Facebook and Instagram parent Meta, has confirmed it will introduce ad-free subscriptions for those two social media platforms in the UK. The new offering will give users a clear choice between continuing to use the services for free with ads or paying a monthly fee to remove them entirely. The subscription model (described as a ‘pay or consent’ approach) requires users either to agree to their personal data being processed for advertising purposes or to pay to avoid ads. The new changes are set to roll out in the next few weeks.
The social media giant has highlighted that those who choose the subscription will not have their data used for targeted ads. For those who stick with the free version, ad tools like ‘Why am I seeing this ad?’ and Ad Preferences will remain available so users can manage the types of ads they encounter.
The Mark Zuckerberg-led company has decided to set the price of its new ad-free subscription at £2.99 a month for people who sign up through the web. However, if someone chooses to subscribe using the iOS or Android apps, the cost will be slightly higher at £3.99 a month. The company explained that this difference is because Apple and Google charge extra fees on purchases made through their app stores, so the higher price is meant to cover those costs rather than being an additional charge from Meta itself.
At the same time, if a user has multiple accounts linked through Meta’s Accounts Center, an additional fee will apply, with charges set at £2 per month on the web and £3 per month on mobile for each extra account. Notably, subscriptions will cover both Facebook and Instagram simultaneously for the main account chosen.

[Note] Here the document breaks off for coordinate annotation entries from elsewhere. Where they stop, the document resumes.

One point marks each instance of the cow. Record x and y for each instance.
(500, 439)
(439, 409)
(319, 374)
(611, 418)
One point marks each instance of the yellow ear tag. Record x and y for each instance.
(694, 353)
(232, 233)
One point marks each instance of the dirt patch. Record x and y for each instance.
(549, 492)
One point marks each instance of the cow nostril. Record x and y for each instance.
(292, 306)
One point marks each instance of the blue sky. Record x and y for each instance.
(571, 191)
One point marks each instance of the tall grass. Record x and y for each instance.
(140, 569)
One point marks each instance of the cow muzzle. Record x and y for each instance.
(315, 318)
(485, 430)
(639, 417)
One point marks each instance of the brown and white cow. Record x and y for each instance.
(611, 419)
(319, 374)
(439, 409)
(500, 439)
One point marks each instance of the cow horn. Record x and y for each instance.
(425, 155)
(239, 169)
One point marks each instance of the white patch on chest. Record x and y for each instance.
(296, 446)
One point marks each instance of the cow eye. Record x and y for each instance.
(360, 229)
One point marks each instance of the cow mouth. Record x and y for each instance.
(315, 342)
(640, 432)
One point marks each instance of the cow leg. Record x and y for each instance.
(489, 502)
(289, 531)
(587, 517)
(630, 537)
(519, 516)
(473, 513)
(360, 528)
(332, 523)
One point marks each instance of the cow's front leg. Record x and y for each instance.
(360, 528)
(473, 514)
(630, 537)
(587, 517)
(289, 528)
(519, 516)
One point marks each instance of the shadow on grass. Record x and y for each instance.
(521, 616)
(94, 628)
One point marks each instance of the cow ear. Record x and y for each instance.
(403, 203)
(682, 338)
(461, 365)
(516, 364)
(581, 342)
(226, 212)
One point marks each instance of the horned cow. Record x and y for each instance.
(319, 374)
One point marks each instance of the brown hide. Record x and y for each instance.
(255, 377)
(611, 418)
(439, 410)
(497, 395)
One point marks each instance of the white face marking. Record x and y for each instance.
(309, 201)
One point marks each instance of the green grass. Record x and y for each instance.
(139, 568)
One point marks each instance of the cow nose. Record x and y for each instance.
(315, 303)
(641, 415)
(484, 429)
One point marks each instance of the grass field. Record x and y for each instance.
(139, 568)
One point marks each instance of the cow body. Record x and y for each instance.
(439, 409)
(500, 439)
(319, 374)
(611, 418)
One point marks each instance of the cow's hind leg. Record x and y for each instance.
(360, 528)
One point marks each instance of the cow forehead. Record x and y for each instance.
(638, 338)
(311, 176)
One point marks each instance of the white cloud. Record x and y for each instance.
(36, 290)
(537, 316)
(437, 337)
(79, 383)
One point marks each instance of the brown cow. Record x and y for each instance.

Meanwhile, the firm states that the UK subscription option is also designed to protect its ad-funded model, noting that most users are expected to continue using the free version. It adds that its ads generated £65 billion in economic activity last year (2024) and supported over 357,000 UK jobs.

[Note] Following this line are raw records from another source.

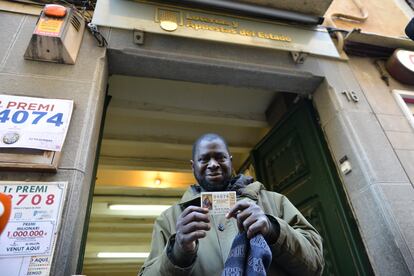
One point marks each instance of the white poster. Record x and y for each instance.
(27, 243)
(38, 123)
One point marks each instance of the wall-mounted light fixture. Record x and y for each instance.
(146, 210)
(131, 255)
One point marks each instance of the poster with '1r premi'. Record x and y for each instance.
(28, 241)
(36, 123)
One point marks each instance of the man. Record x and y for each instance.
(187, 240)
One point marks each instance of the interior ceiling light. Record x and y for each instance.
(135, 255)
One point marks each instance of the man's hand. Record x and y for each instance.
(253, 220)
(191, 226)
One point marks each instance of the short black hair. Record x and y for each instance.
(208, 137)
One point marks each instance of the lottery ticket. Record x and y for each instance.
(218, 202)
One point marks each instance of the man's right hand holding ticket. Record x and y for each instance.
(191, 226)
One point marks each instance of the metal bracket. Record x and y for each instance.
(138, 37)
(299, 57)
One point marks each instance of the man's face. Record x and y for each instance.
(212, 165)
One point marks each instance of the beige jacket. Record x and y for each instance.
(298, 250)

Importantly, the company has already tested a similar system in the European Union (EU), though the price there was considerably higher. According to the firm, the UK’s regulatory environment allows it to set lower subscription costs, describing the British approach as more ‘pro-growth and pro-innovation’ compared with rules in the EU. Notably, in the EU, regulators have pushed back on ‘pay or consent’, arguing that it risks pressuring people into giving up their data rather than offering a genuine choice.

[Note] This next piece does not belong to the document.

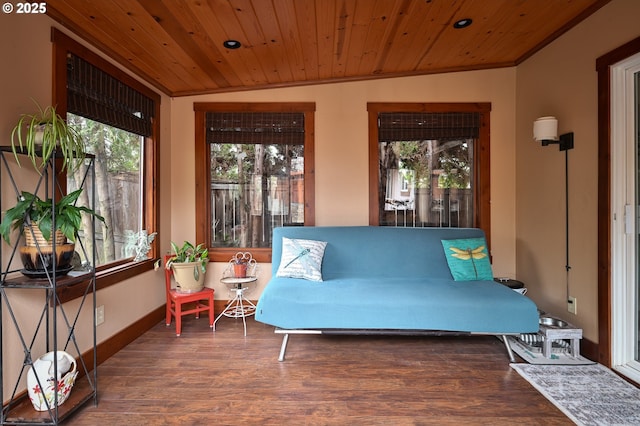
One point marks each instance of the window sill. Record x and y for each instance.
(106, 278)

The development comes as the social media behemoth faces major legal challenges in both the UK and the EU over its advertising model. In the UK, the firm faces a class-action lawsuit over alleged abuse of its market position on Facebook, with the CAT certifying proceedings in February 2024 for around 45 million users and £2.1–3.1 billion in claimed damages. Parallelly in the EU, the company faced scrutiny under the Digital Markets Act for its ‘pay or consent’ model. In April 2025, the European Commission fined the company €200 million for not offering users a genuine choice, and in June 2025, the commission also warned that daily fines could follow if compliance issues from November 2024 were not addressed.